Только через час выяснилось, что Крошка Миссис Перкинс — странно, как быстро в моем сознании изменился ее статус — приехала не рожать; она изо всех сил пыталась сохранить ребенка. Детей наконец принесли, а к Крошке Миссис Перкинс пришел ее доктор, мистер Маколи. Одет он был лучше моего врача, загар на его лице казался темнее; в остальном, как всякий преуспевающий акушер-гинеколог, он походил на кумира-однодневку из утреннего спектакля, которого к сорока годам подняло на гребень волны, и теперь все женщины от него без ума.

— Ну-с, миссис Перкинс, — начал он, и я услышала щелчок — это он включил свою излучающую тепло улыбку. — На что жалуемся? На что жалуемся? Побаливает немножко? Где у нас побаливает?

Она что-то пробормотала.

Он явно не слушал.

— Сейчас мы тебя осмотрим. Как мы относимся к обезболивающему?

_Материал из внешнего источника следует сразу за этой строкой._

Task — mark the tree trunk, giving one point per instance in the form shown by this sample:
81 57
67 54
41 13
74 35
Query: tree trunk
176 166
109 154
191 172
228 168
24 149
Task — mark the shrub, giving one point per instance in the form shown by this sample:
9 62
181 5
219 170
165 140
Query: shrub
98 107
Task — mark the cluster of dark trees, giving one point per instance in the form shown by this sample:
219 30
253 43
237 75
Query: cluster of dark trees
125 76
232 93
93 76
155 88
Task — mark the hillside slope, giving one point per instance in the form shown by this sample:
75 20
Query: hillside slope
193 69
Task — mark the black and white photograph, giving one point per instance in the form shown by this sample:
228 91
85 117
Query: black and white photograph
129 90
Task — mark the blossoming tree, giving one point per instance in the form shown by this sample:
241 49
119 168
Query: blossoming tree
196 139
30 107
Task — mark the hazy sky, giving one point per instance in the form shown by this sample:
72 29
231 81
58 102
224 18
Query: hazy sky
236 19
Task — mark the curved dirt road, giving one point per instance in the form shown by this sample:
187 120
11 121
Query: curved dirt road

Ответа я не услышала. В коляске, стоящей у меня в ногах, заплакала дочь. Мистер Маколи вышел из-за занавески, взял коляску и рукой специалиста вывез ее в коридор.

— Извините, — сказал он, вернувшись. Потом машинально добавил:

— Надеюсь, вы не возражаете?

— Нисколько, — ответила я, понимая, что мой ответ все равно ничего не изменит.

Миссис Перкинс снова принялась всхлипывать.

— Слезами горю не поможешь, — сказал Маколи. — Мужайся, будь хорошей девочкой. Никто тебя не обидит. Мы все за тебя.

Он произнес все это так заученно, просто лаская ее словами.

— Но есть хотя бы надежда?

— Конечно! Ты, наверное, немножко побегала. Вот и все. Кому можно, а кому нет. Так уж мать природа захотела. Ты только постарайся расслабиться.

— Я постараюсь, — прошептала она. — Правда, постараюсь.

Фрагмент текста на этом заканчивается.